I think we're all familiar with the old-style disdain for reality in the world of entertainment. As far back as I can remember, the common wisdom was that people watching TV or going to the movies wanted to escape reality. And believe me, I understand the impulse, as a card-carrying 9-to-5 drudge. When I leave my desk every day, whew, do I want to escape.

But gradually I came to understand that the craving for escape isn't the whole story. The concept of reality still exerts some kind of pull. It's amazing how many folks seem to crave the "stamp" of reality--some kind of seal, or certification, or label, or sticker, or imprimatur that says, "THIS IS REAL."

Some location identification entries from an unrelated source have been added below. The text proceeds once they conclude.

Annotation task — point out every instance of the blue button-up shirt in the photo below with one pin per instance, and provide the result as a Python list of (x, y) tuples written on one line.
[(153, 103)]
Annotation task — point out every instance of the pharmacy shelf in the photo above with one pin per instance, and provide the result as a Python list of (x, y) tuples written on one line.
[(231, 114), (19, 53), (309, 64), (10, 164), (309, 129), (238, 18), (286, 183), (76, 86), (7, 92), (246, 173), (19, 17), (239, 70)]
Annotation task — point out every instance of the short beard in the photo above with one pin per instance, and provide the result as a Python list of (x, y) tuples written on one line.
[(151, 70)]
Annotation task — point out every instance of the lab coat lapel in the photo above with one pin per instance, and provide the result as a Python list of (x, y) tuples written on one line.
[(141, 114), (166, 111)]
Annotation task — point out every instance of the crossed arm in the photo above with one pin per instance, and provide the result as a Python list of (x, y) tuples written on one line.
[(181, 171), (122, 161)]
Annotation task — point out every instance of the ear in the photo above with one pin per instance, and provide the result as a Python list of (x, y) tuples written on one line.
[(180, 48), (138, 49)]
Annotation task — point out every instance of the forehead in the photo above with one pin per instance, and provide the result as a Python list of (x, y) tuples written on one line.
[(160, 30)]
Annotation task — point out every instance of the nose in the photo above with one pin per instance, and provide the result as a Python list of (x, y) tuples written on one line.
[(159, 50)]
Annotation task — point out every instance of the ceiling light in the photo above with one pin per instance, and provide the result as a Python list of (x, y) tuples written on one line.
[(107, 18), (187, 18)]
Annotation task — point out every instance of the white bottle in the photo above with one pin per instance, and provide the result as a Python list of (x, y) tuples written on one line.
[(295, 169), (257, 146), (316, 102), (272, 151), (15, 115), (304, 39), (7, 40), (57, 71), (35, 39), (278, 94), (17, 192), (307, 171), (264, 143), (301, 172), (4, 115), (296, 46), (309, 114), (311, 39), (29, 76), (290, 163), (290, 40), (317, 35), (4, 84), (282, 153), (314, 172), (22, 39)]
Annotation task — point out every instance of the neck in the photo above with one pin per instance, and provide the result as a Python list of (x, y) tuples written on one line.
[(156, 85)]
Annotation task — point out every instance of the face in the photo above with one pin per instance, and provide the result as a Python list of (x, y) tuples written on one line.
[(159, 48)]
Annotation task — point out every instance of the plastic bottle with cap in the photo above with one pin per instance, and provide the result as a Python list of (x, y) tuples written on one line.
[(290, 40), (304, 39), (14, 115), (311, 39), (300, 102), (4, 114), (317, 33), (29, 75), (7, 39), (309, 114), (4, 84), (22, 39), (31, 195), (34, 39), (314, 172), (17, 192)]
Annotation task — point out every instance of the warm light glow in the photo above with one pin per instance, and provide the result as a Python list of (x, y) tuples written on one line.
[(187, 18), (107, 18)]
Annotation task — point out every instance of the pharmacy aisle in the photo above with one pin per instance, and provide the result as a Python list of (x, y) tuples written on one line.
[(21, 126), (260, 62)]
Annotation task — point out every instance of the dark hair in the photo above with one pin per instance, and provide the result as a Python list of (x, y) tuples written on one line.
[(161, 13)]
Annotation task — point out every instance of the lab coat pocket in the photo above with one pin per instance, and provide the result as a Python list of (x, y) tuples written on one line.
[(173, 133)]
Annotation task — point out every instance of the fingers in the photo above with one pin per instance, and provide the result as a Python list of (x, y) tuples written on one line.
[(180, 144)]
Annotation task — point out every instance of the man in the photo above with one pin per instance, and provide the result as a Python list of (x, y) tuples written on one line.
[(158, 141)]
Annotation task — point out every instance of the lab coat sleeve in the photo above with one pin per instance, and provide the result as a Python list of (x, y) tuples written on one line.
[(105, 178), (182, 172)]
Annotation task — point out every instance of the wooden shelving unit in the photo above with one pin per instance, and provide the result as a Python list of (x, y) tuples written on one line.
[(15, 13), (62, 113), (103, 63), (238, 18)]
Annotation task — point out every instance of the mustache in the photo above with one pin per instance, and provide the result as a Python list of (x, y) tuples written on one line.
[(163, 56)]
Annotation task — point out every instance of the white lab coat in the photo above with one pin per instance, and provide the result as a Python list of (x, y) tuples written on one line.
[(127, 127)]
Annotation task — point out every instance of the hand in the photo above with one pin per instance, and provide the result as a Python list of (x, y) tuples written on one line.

The hitch is that those folks don't seem to demand, or necessarily even want, the actual reality that lurks beneath that precious seal of reality.

An anecdote:

Awhile back, a coworker and friend told this story drawn from his real life as a would-be writer for TV and/or the movies. He had pitched an idea that seemed tailor-made for a TV movie. Which is to say that it was built around a health issue--something to do with midwives, as I recall (as you'll see, it really doesn't matter)--and the story lent itself to good guys vs. bad guys (presumably those nasty bureaucrats). My friend's idea had attracted enough interest to move several rungs up the TV world's notoriously rickety Ladder of Development. He was just a rung away from raking in what for him would have been significant money. Of course, considering that he had gone from being a struggling actor to a struggling writer, what qualfied as significant money in his life probably wouldn't cover lunch for a TV mogul.

The deal looked all set, until one day a panic-laden phone call came. Some network bigwig, or at any rate a honcho higher up on the corporate food chain, was having a hissy fit, demanding to know: WAS THIS STORY REAL? And you have to trust that what mattered to Mr. Bigwig wasn't the substance of the story. Clearly what mattered was that the network be able to slap on the precious label "based upon a true story." (Notice how they like to say "based upon" rather than "based on," which is what you or I would say? Presumably this is meant to show that they're really, really serious about this based-uponness.)

My friend was made to understand that Mr. Bigwig's concern was in fact so important that it constituted a deal-breaker. Luckily, he was able to allay the panic with the assurance that the story was 100-percent Grade A true.

Unluckily, the fortess-against-thought that is Hollywood is protected by a veritable minefield of deal-breakers. There were still plenty of other ways for the project to be derailed, as it was soon enough.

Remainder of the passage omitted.